CAPITAL DO ESTADO DO RIO DE JANEIRO

A ADVOCACIA-GERAL DA UNIÃO - AGU , por seu Procurador Federal ex vi legis , neste ato representando o NomeNACIONAL DO SEGURO SOCIAL - INSS , nos autos do processo em epígrafe, irresignado com a sentença proferida às fls. retro, vem interpor

A P E L A Ç Ã O

com fulcro no caput do art. 1.009 do CPC/2015, apresentando, em anexo, suas razões, e requerendo, após cumpridas as formalidades legais, a remessa dos autos ao Egrégio Tribunal de Justiça do Estado do Rio de Janeiro, para apreciação e julgamento.

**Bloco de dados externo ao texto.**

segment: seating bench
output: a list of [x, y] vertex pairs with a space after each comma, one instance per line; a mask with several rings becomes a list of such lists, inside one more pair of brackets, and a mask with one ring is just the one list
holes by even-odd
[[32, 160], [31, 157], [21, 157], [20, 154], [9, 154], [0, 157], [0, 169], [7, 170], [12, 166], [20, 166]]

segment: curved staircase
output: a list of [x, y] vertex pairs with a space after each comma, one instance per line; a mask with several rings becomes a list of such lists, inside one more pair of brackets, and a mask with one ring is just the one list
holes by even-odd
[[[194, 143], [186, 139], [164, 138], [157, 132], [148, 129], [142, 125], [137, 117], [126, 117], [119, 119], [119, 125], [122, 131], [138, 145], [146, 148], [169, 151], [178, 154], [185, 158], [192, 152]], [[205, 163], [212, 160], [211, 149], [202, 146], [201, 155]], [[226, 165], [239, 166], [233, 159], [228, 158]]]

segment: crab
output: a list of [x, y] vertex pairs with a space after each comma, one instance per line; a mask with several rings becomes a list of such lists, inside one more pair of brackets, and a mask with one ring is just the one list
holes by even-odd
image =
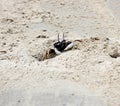
[[60, 55], [62, 52], [72, 49], [74, 46], [74, 43], [71, 41], [66, 41], [64, 39], [64, 33], [63, 38], [60, 40], [59, 34], [58, 34], [58, 40], [53, 44], [54, 49], [49, 50], [49, 55], [53, 57], [53, 55]]
[[73, 48], [74, 43], [71, 41], [66, 41], [64, 39], [64, 33], [63, 33], [63, 38], [60, 40], [59, 34], [58, 34], [58, 41], [55, 42], [54, 44], [54, 50], [57, 55], [61, 54], [64, 51], [70, 50]]

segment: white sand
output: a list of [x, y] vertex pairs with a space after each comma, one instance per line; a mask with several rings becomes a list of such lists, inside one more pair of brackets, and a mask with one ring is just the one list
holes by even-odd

Termos em que pede deferimento. Rio de Janeiro, RJ, data do protocolo.

Nome

Procurador Federal Matrícula SIAPE no. (00)00000-0000

APELANTE: NomeNACIONAL DO SEGURO SOCIAL – INSS

RAZÕES DE APELAÇÃO

EGRÉGIO TRIBUNAL,

COLENDA CÂMARA.

I – RESUMO DA SENTENÇA E DE SUA FUNDAMENTAÇÃO

O Juízo a quo julgou procedente o pedido do Apelado para condenar a Autarquia na concessão de benefício acidentário, com as prestações em atraso corrigidas monetariamente e acrescidas de juros moratórios. Da mesma forma, condenou o INSS em honorários de 10% sobre o valor do benefício vencido até a data da sentença.

Fundamentou o juízo a quo a sua decisão em laudo médico pericial.

Data venia , a sentença merece ser reformada conforme razões que se seguem.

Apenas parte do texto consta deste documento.